Many moons ago, when I first started out as an actress in Montreal, I was introduced to the world of Tennessee Williams. My varbed (an Armenian word for master or teacher) was Jacqueline McClintock, a brilliant teacher who had trained at the Neighborhood Playhouse in New York City. It was through her that I discovered the great American playwrights, and among them, Tennessee Williams. He didn’t just capture my attention; he captured my heart.
When I eventually moved to New York, I found The Strand, the famous bookstore filled with used books stacked high, bursting with history and plays waiting to be discovered. That’s where I started devouring everything Tennessee Williams. His plays. His short plays. His one-acts. His poetry. His biographies—both authorized and unauthorized. I traced his connections—whether real or perceived—to the Group Theatre and Sanford Meisner, always searching for the creative thread that linked these great people.
But what fascinated me most about Tennessee Williams was how his works evolved. He didn’t just sit down and write a masterpiece in one go. No, his plays were born from something smaller, then transformed, then refined, then rewritten—over and over—until they “fixed” Tennessee’s life enough.
Take The Glass Menagerie, for instance. Before it became the full-length play we know today, it was a one-act called The Gentleman Caller. And before The Gentleman Caller, it was a poem titled The Girl in the Glass. Through all my reading, I reverse-engineered his creative process and discovered that The Glass Menagerie had its origins in this poem.
He was notorious for reworking his endings. He struggled for closure—not just in his writing but in life. Take Summer and Smoke, for example. Alma’s “end” never quite sat right with him. Even though the play had been published and performed, he later wrote an alternate version of it, titled The Eccentricities of a Nightingale. Same characters, same world, but Alma was different this time—stronger, changed. That was Tennessee, always searching for the right ending, for “fixing it” in the play meant fixing himself somehow.
The Silent Rivalry with William Saroyan
Beyond his own struggles, I realized that Tennessee was fiercely competitive—particularly with William Saroyan. He was jealous of Saroyan’s success, but more than that, he was obsessed with figuring out how Saroyan wrote.
Tennessee studied his rival’s work and one day, he finally figured it out: every character Saroyan wrote was a version of himself. Saroyan was like a multiplying rabbit—each of his characters was simply him at a different stage of life. He could be the six-year-old in one scene and the wise old man in another, but they were all Saroyan. Tennessee found relief in figuring this out, as if he had discovered Saroyan’s secret sauce! He noted this revelation with exclamation points in his writings, like he was proud of himself.

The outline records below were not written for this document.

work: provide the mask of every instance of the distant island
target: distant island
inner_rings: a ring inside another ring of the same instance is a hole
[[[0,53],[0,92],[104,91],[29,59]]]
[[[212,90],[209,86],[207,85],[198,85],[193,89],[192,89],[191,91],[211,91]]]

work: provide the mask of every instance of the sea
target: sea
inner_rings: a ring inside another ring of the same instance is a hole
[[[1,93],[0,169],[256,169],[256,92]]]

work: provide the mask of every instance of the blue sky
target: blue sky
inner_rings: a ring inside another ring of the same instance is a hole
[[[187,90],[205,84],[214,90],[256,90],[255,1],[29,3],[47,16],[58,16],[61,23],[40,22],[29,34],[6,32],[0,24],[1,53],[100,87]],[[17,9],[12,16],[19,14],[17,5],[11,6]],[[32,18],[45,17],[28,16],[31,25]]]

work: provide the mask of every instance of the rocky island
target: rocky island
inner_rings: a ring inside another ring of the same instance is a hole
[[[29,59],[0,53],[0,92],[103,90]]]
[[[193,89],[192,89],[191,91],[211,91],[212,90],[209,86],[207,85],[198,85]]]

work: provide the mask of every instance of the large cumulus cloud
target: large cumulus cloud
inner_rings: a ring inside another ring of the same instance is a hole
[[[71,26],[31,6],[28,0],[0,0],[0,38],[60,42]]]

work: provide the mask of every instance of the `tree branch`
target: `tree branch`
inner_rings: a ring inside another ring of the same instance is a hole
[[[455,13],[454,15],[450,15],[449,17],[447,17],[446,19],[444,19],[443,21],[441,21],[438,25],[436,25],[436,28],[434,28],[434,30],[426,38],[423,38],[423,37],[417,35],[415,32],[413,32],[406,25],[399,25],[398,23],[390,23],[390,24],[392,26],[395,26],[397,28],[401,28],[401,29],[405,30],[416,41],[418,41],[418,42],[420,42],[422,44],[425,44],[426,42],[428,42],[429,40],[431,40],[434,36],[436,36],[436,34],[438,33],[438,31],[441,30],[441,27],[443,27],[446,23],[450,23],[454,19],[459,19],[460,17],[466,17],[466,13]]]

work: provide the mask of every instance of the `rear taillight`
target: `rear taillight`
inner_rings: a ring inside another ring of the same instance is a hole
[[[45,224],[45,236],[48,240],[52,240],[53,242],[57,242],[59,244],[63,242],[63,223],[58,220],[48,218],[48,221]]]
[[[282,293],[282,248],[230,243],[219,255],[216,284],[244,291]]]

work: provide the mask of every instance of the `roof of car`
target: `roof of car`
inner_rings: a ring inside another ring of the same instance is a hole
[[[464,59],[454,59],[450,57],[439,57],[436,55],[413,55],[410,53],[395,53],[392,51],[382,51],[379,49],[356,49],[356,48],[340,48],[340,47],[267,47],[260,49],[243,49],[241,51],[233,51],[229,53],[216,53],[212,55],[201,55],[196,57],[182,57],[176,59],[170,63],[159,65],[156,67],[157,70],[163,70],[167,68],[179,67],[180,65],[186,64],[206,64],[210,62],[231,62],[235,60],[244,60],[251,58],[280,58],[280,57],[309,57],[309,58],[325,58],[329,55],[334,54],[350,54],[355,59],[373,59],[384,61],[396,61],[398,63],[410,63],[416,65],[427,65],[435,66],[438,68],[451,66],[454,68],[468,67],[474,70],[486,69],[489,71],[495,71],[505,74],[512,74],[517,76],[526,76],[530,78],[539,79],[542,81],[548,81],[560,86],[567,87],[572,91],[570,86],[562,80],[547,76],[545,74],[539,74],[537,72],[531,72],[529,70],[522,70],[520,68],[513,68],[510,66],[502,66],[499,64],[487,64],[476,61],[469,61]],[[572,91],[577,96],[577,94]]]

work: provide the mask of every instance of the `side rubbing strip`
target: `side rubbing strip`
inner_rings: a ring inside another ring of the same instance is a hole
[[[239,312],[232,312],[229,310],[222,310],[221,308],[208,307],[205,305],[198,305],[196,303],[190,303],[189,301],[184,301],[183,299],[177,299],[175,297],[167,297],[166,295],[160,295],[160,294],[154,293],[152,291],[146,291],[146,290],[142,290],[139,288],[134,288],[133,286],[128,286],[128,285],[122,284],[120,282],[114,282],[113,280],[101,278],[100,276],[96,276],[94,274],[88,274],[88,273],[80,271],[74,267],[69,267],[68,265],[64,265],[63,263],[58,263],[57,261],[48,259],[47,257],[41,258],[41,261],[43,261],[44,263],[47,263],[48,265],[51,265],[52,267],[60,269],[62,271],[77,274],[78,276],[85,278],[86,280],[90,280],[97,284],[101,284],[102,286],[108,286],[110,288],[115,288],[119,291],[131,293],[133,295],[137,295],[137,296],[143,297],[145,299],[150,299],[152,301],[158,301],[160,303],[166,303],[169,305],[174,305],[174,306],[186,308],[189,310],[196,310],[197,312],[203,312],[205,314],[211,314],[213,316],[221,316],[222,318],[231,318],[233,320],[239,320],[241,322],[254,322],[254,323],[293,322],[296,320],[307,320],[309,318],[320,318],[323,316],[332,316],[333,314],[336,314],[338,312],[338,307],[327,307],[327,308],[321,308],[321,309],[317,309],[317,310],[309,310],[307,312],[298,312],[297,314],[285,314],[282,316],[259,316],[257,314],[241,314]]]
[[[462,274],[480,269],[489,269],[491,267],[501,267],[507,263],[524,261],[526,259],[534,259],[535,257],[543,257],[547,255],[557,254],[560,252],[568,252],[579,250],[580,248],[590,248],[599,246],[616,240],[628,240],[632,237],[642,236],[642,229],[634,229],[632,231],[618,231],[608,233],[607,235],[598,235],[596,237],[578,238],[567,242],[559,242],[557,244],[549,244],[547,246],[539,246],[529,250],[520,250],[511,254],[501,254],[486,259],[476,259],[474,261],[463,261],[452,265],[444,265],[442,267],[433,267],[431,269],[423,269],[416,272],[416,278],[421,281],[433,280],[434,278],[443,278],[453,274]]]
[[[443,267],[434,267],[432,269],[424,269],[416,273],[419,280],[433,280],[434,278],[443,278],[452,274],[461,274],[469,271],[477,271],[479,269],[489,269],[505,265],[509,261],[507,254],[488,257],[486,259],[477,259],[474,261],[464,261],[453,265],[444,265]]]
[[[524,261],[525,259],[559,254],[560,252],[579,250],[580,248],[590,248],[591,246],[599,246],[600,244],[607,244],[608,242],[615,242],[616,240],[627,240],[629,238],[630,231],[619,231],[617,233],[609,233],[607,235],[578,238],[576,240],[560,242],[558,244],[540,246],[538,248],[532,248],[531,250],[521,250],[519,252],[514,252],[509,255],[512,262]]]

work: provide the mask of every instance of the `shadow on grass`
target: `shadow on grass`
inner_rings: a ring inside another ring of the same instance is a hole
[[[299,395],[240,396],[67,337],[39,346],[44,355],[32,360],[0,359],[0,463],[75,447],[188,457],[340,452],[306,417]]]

His own approach was different. He wrote about loneliness. From loneliness. From yearning. From a deep fear of being alone. His plays were drenched in symbolism. His worlds were filled with signs and omens, moments where something as small as a dying fire in a fireplace could signal the loss of a fleeting opportunity for love.
The Symbol of a Dime
Tennessee Williams was a letter-writer. Over the years, I noticed how his signature evolved. At first, he signed letters as Tennessee. Then, as time passed, he shortened it to Tennie. Later, he signed simply as Ten. And eventually, it became just a number—10. A dime. A simple coin.
And that stuck with me.
Somehow, dimes started appearing in my life at the strangest moments. Whenever I doubted myself or felt lost, I would find a dime. Not a penny, not a quarter, not a nickel. Always a dime. A sign from Tennessee telling me everything would be okay.
It sounds crazy, I know. But the dimes kept showing up and still do. In the most random places. At airports, in different locations, I would choose a random chair to sit in—and there would be a dime on that very chair. I would stop walking, look down, and there it was—a dime. It happens all the time, even in my house, at other people’s homes, on the street, in a store. Random areas where it’s sticking out like a sore thumb. Like literally in the middle of a chair that I go to sit in.
The dimes have been following me for years.
The Final Act
Though I don’t read Tennessee Williams as much these days, he was a defining part of my life—especially during my formative years as an actor. His words shaped me. His struggles fascinated me. His hunger for love and connection mirrored my own.
So much so that visiting his grave in St. Louis is still on my bucket list. I read somewhere that he wanted his ashes scattered at sea, like his favorite poet, Hart Crane—whom I also read because Tennessee read him. However, his brother didn’t allow for that, and he was buried in Calvary Cemetery in St. Louis instead.
And that’s the thing about Tennessee Williams. He was always searching—for the right words, the right ending, the right life. And in his search, he gave the world some of the most beautifully broken characters ever written.
He also gave me a quiet kind of reassurance.
Even now, when I find a dime, I smile.
Because I know Tennessee Williams is still watching over me, telling me with his smile that everything is going to be okay.